The apparent rapid suppression in expression of genes involved in chitin perception (at 2 dpi) and the defensome activation (at 3 dpi) was similar to the NLR suppression noted above. This prompted us to investigate the defensome further in the wheat variety resistant to PST 87/66. Overall, we found higher expression of many components, including the receptor genes TaCERK1 and TaCEBiP, HOP, genes for the SGT1/RAR1/HSP90 complex, and TaRAC1 and TaRACK1 (Fig. 5; Additional file 1: Table S17). For the downstream gene TaRboh, the homologs from chromosome 5 and one homolog from chromosome 3 were strongly induced at 1 dpi, whereas the other 2 homologs from chromosome 3 peaked at day 3. In addition, in the resistant host, MPK6 continued to rise above basal levels after recovering from a small dip in expression at 2 dpi, whereas in the susceptible host it failed to recover from this suppression and only marginally increased in expression until 11 dpi Fig. 5). Furthermore, although an initial suppression of expression levels was observed, in particular for TaCERK1 and TaCEBiP at 2 dpi, this was rapidly alleviated by 3 dpi in the resistant host, but this alleviation did not occur in the susceptible host.

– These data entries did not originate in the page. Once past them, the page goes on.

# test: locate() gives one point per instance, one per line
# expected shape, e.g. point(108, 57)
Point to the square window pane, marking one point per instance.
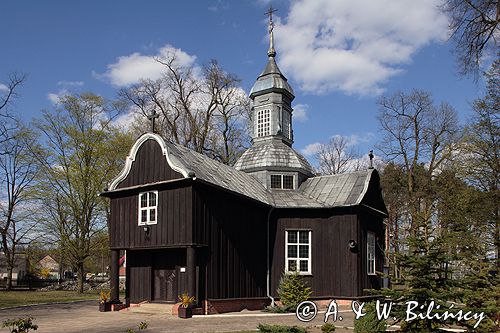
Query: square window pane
point(144, 200)
point(275, 181)
point(288, 182)
point(152, 199)
point(304, 251)
point(304, 266)
point(304, 237)
point(292, 236)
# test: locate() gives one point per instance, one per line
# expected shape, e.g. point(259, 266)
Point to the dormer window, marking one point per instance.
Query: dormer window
point(263, 123)
point(148, 207)
point(283, 182)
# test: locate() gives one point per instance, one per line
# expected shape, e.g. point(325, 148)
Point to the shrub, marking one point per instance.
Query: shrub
point(369, 323)
point(293, 290)
point(275, 309)
point(328, 328)
point(20, 325)
point(280, 329)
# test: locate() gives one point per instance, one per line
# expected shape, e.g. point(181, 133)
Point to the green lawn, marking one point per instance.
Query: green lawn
point(21, 297)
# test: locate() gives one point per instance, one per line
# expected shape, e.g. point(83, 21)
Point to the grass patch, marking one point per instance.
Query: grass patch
point(24, 297)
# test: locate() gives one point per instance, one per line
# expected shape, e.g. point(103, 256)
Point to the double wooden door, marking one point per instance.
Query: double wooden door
point(167, 276)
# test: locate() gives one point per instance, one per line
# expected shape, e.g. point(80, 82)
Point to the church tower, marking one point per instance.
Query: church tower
point(271, 159)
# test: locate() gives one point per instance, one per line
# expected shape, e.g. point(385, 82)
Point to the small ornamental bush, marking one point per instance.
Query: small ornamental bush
point(369, 323)
point(293, 290)
point(280, 329)
point(20, 325)
point(328, 328)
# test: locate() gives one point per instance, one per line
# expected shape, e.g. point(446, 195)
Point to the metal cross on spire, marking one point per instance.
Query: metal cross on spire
point(152, 118)
point(271, 52)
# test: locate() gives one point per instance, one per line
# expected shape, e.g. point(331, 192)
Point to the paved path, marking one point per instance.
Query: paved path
point(85, 317)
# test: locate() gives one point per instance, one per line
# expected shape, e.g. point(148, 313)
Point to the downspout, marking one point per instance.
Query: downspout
point(268, 277)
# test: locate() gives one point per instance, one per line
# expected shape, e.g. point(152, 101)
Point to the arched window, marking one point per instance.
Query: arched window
point(263, 123)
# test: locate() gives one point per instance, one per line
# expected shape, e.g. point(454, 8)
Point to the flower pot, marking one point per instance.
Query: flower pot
point(104, 307)
point(185, 312)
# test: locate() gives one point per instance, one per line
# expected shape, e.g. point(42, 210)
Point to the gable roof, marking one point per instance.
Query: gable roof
point(317, 192)
point(346, 189)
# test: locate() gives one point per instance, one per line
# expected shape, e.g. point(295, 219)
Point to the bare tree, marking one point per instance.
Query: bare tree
point(337, 156)
point(420, 138)
point(475, 28)
point(8, 92)
point(480, 156)
point(77, 163)
point(17, 173)
point(200, 109)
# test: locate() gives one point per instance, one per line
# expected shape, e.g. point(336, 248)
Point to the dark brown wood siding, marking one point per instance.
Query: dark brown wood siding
point(138, 277)
point(373, 223)
point(144, 267)
point(174, 226)
point(335, 267)
point(149, 166)
point(234, 232)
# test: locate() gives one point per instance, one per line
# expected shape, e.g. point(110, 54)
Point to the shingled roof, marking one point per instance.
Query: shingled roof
point(317, 192)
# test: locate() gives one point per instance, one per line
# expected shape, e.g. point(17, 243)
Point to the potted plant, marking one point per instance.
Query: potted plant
point(104, 303)
point(185, 310)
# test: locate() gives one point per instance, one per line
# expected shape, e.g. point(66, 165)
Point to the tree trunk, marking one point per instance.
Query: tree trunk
point(81, 277)
point(9, 278)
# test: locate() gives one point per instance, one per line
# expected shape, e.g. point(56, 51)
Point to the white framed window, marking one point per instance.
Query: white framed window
point(286, 125)
point(370, 253)
point(284, 182)
point(148, 207)
point(263, 123)
point(298, 251)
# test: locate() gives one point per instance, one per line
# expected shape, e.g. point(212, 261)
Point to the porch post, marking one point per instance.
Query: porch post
point(191, 271)
point(114, 280)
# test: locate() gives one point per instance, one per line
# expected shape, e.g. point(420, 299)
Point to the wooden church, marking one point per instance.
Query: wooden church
point(227, 234)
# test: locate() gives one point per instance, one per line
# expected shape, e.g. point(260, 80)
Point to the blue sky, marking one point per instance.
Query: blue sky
point(338, 55)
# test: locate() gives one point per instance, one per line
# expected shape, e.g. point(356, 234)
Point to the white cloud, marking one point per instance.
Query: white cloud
point(355, 46)
point(300, 112)
point(70, 83)
point(311, 149)
point(131, 69)
point(55, 98)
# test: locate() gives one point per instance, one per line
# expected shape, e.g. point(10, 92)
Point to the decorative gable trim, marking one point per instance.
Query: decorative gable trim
point(133, 153)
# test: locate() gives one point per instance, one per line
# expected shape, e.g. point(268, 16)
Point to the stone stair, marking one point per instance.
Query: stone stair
point(152, 308)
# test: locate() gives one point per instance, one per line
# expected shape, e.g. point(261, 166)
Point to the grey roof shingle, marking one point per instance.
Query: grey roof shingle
point(345, 189)
point(316, 192)
point(273, 154)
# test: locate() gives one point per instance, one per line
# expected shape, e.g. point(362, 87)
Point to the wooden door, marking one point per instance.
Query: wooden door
point(171, 286)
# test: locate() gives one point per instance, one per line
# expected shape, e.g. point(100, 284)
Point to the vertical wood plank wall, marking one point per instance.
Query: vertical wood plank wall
point(149, 166)
point(174, 226)
point(335, 268)
point(234, 231)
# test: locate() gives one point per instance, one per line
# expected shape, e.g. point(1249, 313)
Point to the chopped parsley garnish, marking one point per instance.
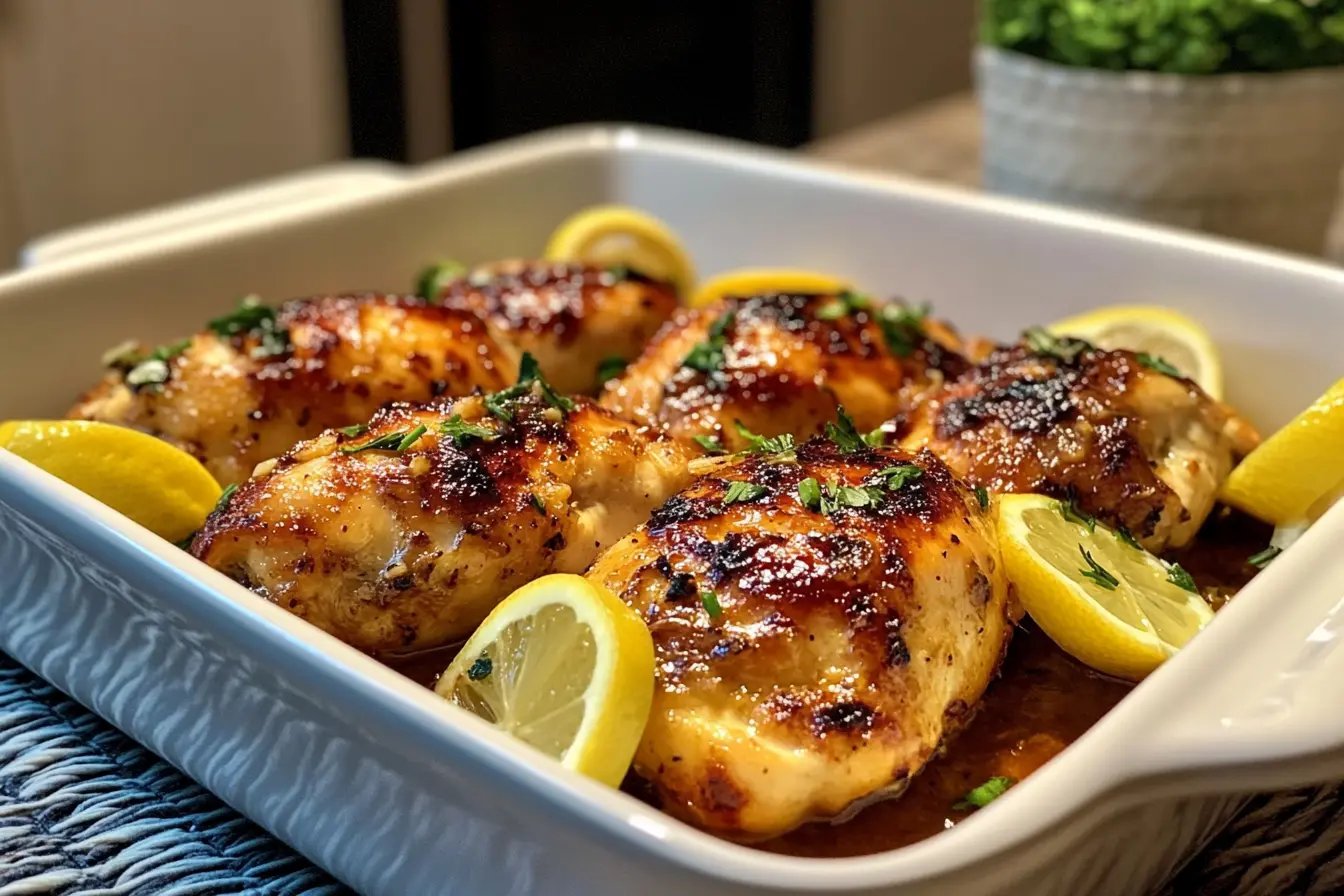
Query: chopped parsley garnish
point(898, 474)
point(249, 316)
point(985, 793)
point(480, 669)
point(1182, 579)
point(436, 277)
point(710, 443)
point(710, 601)
point(225, 497)
point(610, 368)
point(902, 327)
point(809, 493)
point(148, 372)
point(1128, 538)
point(854, 496)
point(742, 493)
point(764, 445)
point(1097, 572)
point(707, 356)
point(461, 433)
point(844, 433)
point(528, 375)
point(831, 497)
point(1065, 348)
point(1157, 363)
point(843, 305)
point(395, 441)
point(254, 319)
point(1264, 558)
point(1070, 512)
point(144, 370)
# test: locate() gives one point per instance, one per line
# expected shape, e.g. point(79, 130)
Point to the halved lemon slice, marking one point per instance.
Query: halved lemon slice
point(621, 237)
point(1159, 332)
point(565, 666)
point(159, 486)
point(756, 281)
point(1297, 473)
point(1110, 605)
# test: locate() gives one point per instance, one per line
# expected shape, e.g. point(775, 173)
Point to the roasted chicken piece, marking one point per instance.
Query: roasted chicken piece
point(1126, 442)
point(261, 379)
point(781, 364)
point(406, 535)
point(571, 317)
point(821, 621)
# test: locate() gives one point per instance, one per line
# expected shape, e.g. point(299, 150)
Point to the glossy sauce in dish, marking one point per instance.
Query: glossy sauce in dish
point(1042, 703)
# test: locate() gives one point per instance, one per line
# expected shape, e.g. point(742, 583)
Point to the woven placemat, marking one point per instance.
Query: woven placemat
point(86, 810)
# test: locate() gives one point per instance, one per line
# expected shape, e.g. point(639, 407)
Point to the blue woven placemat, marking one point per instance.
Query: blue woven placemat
point(86, 810)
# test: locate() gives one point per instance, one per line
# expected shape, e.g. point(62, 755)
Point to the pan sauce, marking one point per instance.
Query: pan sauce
point(1042, 701)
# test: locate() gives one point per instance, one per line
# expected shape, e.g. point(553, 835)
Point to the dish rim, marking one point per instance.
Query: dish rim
point(1066, 790)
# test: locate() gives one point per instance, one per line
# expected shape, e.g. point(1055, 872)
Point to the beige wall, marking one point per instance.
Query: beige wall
point(875, 58)
point(109, 106)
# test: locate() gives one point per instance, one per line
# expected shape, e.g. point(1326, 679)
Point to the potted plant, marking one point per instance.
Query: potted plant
point(1218, 114)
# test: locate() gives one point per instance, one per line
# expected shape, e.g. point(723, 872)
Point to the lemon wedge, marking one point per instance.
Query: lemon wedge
point(756, 281)
point(1153, 331)
point(1108, 603)
point(616, 235)
point(159, 486)
point(565, 666)
point(1297, 473)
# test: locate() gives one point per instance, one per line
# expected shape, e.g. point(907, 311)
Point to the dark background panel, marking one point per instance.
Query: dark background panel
point(741, 69)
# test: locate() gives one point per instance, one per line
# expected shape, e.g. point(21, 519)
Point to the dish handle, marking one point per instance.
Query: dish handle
point(1270, 675)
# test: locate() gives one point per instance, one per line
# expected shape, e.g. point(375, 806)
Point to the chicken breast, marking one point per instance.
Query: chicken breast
point(821, 623)
point(405, 536)
point(1126, 442)
point(570, 317)
point(781, 364)
point(261, 379)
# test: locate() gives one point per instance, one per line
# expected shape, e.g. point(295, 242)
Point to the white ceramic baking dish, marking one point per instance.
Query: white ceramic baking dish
point(395, 791)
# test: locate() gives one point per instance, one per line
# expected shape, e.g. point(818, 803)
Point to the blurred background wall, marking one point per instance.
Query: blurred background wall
point(106, 108)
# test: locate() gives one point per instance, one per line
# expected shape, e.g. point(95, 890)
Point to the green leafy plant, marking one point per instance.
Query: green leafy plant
point(1178, 36)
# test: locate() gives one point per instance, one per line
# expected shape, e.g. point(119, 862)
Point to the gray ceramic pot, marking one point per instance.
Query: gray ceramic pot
point(1255, 157)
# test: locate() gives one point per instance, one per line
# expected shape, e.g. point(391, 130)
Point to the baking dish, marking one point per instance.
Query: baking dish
point(395, 791)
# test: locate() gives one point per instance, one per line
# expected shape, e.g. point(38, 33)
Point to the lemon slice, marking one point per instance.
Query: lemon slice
point(565, 666)
point(1297, 473)
point(159, 486)
point(1121, 611)
point(614, 235)
point(1159, 332)
point(756, 281)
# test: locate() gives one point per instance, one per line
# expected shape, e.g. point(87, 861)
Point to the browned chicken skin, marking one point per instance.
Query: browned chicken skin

Expression of PST genes related to vesicle trafficking increases during germination and later during pathogen proliferation
Transcriptional responses in the pathogen also showed changes in gene induction over time. For instance, we identified homologs of genes for fundamental vesiculotubular carrier components that are central to membrane trafficking and cargo delivery, including SNARE proteins, GTPases, and clathrins (Fig. 6). These components function in all five stages of vesicle trafficking: sorting, uncoating, motility, tethering, and fusion (Fig. 6a). Once we identified the sequences of these components, we combined homologs with similar expression profiles to create a minimal representative set of each with at least one representative gene. The genes were then grouped depending on their expression profile. This revealed two separate modes of expression, namely during the germination stage at 0 dpi and during proliferation of the pathogen at 7 dpi onwards (Fig. 6b).
Homologs of all vesicle trafficking components followed the two modes of expression, with the exception of sec, which was unique to the late expression mode. Rab GTPase proteins cycle between activation, inactivation, and cytosol-membrane translocation, regulating all five stages in vesicle trafficking [47]. Their importance is highlighted by their consistently high expression during the active periods of both modes. The exocyst, which includes several Sec proteins, is also involved in targeting vesicles to the receptor membrane [47]. sec transcripts were the most abundant component at all stages with a mean expression of 662 TPM and a peak at 7 dpi of 1074 TPM (Additional file 1: Table S19). On average, the constituents shared between both modes were more highly expressed in the late mode due to a combination of more homologs per gene and higher average expression per homolog, particularly arf and clathrin with 15.5 and 6.5 times higher expression in the late mode compared to the early mode (Additional file 1: Table S19). The identification of genes for a clathrin-coated vesicle trafficking mechanism as highly expressed during the germination stage (at 0 dpi) and during proliferation of the pathogen (at 7 dpi) indicates that this trafficking likely plays a key role during PST nutrient acquisition early in infection and during effector delivery at later stages during infection.